People who do illegal things get raided and a VPN won’t stop that from happening. If you are planning on doing illegal or evil things, and you know that what you’re doing is something that you want to hide, a VPN will not help you. You will be caught. You will be arrested. You will go to jail and/or die.
when and how do you pick a VPN provider?
Still not convinced? At least do it right.
In the limited case where you need to be discreet, like trying to hide which sites you visit from a coffee shop owner, you have some good options. I personally suggest using Cloudflare Warp, just because it’s free, run by people with a solid mission, and you know what you’re getting. They don’t require an account, nor a payment, and they use WireGuard, which is heavily praised for being much faster and more secure than alternative protocols.
From a technical perspective, WARP is a VPN. But it is designed for a very different audience than a traditional VPN. WARP is not designed to allow you to access geo-restricted content when you’re traveling. It will not hide your IP address from the websites you visit. If you’re looking for that kind of high-security protection then a traditional VPN or a service like Tor are likely better choices for you.
WARP, instead, is built for the average consumer. It’s built to ensure that your data is secured while it’s in transit. So the networks between you and the applications you’re using can’t spy on you. It will help protect you from people sniffing your data while you’re at a local coffee shop. It will also help ensure that your ISP isn’t hoovering up data on your browsing patterns to sell to advertisers.

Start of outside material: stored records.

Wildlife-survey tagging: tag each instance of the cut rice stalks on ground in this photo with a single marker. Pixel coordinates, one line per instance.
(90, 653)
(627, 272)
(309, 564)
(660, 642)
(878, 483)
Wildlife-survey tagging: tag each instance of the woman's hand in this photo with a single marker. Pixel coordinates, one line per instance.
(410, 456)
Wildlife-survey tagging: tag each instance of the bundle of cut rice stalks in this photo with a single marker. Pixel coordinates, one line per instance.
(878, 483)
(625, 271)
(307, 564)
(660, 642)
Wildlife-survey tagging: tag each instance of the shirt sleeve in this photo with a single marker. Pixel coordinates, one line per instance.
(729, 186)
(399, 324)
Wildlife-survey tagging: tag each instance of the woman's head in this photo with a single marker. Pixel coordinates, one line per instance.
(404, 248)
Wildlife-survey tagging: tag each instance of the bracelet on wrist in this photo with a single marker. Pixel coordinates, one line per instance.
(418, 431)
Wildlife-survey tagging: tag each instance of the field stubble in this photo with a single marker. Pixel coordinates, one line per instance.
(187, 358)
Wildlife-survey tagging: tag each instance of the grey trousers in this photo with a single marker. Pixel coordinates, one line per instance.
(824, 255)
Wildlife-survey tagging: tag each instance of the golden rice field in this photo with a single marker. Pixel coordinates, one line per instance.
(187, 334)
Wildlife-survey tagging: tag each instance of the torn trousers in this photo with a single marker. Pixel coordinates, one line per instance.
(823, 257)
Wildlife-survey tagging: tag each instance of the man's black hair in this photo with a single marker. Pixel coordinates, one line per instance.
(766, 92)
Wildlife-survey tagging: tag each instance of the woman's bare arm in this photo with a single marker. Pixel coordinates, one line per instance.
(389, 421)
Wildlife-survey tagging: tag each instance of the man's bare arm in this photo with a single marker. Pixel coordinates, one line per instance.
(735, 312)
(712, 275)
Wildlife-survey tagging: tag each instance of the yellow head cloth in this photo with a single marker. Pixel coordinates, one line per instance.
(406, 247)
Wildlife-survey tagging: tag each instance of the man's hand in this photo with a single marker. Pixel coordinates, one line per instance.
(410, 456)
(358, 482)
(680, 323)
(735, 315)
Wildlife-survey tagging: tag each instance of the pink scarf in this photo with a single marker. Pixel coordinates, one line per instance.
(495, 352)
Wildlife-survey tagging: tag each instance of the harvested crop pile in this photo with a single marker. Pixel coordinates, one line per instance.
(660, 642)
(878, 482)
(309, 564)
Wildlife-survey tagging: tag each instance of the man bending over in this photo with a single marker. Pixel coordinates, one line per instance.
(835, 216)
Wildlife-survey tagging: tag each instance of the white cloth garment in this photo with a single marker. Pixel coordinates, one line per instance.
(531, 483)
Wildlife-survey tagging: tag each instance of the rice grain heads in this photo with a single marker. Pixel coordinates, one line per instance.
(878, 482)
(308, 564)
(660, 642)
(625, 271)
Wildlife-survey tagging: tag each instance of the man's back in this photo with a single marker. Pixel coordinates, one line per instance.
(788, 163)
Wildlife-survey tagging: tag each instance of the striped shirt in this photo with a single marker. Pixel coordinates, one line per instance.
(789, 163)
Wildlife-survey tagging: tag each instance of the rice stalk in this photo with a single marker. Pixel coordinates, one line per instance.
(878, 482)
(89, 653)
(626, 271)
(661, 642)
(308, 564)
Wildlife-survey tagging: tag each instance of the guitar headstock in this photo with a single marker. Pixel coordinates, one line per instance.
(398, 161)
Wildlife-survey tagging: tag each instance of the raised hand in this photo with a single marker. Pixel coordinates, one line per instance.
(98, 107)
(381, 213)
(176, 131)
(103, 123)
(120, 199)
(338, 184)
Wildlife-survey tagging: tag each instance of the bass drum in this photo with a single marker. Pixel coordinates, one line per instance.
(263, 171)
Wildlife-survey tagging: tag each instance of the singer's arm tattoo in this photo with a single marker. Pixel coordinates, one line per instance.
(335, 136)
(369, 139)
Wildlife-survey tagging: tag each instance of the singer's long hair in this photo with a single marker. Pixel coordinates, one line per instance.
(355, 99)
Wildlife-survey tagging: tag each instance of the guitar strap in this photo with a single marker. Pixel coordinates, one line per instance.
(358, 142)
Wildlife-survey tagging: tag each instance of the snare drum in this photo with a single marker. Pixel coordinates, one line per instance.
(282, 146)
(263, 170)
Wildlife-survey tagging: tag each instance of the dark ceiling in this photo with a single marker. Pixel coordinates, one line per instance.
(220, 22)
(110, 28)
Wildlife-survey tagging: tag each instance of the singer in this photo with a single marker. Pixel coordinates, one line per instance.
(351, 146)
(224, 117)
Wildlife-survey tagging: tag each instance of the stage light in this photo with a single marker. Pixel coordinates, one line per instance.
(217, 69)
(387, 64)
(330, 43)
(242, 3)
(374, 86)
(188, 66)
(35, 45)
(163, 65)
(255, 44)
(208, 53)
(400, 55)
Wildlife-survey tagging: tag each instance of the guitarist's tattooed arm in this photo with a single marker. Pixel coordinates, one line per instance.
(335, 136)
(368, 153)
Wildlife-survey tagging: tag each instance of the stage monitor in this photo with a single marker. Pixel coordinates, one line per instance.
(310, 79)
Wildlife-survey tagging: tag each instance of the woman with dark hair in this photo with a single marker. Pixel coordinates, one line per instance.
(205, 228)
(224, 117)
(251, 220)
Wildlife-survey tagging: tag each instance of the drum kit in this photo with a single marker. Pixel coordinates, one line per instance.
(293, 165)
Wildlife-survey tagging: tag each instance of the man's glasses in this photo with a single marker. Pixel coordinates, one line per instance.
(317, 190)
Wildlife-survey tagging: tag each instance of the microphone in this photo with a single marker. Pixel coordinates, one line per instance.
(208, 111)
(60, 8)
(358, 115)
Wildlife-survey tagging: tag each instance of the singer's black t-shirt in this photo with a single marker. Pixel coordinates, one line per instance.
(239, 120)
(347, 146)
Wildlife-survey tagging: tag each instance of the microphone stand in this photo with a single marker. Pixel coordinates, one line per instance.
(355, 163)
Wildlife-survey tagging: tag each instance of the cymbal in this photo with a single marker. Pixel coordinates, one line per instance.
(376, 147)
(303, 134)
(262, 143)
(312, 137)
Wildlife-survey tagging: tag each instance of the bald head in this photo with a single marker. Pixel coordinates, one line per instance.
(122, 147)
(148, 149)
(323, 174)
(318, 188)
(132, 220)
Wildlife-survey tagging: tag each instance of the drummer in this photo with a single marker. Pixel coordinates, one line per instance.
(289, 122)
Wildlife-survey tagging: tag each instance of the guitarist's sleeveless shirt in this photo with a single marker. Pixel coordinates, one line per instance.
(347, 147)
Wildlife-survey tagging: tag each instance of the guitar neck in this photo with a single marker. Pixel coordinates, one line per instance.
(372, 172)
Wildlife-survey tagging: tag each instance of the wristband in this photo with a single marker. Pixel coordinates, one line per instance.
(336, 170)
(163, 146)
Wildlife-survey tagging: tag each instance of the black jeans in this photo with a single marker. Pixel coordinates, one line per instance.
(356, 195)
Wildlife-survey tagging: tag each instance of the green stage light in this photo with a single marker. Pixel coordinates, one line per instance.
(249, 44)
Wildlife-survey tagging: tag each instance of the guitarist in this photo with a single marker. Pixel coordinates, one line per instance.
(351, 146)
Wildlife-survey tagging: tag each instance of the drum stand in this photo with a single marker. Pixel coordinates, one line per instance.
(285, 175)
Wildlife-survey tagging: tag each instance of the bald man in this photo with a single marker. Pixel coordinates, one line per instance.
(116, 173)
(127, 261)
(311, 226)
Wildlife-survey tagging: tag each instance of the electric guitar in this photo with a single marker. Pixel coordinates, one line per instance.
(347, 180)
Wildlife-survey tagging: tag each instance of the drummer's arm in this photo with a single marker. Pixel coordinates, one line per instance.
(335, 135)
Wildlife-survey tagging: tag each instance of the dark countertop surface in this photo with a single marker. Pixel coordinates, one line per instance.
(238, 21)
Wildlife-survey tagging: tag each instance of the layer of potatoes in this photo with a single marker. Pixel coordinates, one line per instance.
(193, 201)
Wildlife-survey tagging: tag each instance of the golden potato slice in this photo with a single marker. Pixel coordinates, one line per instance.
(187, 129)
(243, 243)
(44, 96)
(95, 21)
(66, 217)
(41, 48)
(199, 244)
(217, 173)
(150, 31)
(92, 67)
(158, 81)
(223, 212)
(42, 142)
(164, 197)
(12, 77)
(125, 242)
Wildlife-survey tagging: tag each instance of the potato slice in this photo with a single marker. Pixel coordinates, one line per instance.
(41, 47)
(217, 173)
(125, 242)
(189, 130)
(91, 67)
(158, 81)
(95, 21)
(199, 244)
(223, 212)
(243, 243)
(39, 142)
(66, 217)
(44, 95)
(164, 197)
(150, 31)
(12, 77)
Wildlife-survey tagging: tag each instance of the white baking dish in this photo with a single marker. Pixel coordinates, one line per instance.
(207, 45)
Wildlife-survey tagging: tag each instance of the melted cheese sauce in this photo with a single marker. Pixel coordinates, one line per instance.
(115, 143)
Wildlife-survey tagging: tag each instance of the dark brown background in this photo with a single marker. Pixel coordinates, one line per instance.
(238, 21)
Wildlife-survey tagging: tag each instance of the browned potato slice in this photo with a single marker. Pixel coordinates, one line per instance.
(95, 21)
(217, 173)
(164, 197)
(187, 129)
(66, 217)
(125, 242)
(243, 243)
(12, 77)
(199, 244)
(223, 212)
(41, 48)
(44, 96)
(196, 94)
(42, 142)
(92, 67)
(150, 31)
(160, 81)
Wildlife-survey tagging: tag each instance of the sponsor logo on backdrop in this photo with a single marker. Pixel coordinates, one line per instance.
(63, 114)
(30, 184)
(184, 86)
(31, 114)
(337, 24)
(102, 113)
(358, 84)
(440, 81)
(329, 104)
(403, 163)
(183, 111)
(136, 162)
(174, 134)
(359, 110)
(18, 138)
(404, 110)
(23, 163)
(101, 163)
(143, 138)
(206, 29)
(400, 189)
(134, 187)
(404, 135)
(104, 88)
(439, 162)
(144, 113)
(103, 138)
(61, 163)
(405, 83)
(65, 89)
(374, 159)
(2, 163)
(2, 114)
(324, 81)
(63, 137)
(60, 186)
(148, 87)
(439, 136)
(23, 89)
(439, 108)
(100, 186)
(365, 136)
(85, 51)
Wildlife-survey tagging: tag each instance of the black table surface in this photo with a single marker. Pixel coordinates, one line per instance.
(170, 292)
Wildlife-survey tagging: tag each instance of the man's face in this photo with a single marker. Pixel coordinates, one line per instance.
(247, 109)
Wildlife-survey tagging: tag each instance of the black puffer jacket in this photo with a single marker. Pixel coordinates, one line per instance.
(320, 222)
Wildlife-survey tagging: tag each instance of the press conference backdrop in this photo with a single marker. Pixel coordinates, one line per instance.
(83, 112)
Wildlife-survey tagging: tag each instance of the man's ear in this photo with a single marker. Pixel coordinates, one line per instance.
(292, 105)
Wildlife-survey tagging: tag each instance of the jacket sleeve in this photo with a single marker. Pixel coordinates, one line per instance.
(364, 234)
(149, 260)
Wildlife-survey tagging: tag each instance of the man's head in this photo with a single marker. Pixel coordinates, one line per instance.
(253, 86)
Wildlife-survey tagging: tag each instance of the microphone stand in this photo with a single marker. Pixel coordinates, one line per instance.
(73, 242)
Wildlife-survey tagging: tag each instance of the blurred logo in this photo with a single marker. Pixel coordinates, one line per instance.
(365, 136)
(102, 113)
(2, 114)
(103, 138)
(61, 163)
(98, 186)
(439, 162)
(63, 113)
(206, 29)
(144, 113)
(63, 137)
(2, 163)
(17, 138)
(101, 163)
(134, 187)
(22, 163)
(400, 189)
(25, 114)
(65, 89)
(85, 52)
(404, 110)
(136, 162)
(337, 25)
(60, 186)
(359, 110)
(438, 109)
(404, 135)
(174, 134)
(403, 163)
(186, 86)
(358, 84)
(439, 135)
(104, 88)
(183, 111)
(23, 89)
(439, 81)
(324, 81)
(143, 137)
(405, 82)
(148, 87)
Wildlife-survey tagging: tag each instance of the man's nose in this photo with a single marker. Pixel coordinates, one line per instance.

If you need more protection or if you’re on a computer, I highly suggest setting up your own VPN server with Algo. You’ll have to pay for the server hosting, but that means that you just have to trust a cloud provider like Google, Amazon, Microsoft, or DigitalOcean, and Trail of Bits (just during initial setup). They also have a very strong mission statement, which is worth reading in full, but here’s a snippet:
Really, the paid-for services are just commercial honeypots. If an attacker can compromise a VPN provider, they can monitor a whole lot of sensitive data. Paid-for VPNs tend to be insecure: they share keys, their weak cryptography gives a false sense of security, and they require you to trust their operators. Even if you’re not doing anything wrong, you could be sharing the same endpoint with someone who is.
If Warp isn’t your thing, and you can’t setup Algo, try a VPN provider from a company that doesn’t advertise magic: maybe Mullvad? Make sure you use WireGuard, and avoid installing a VPN client app.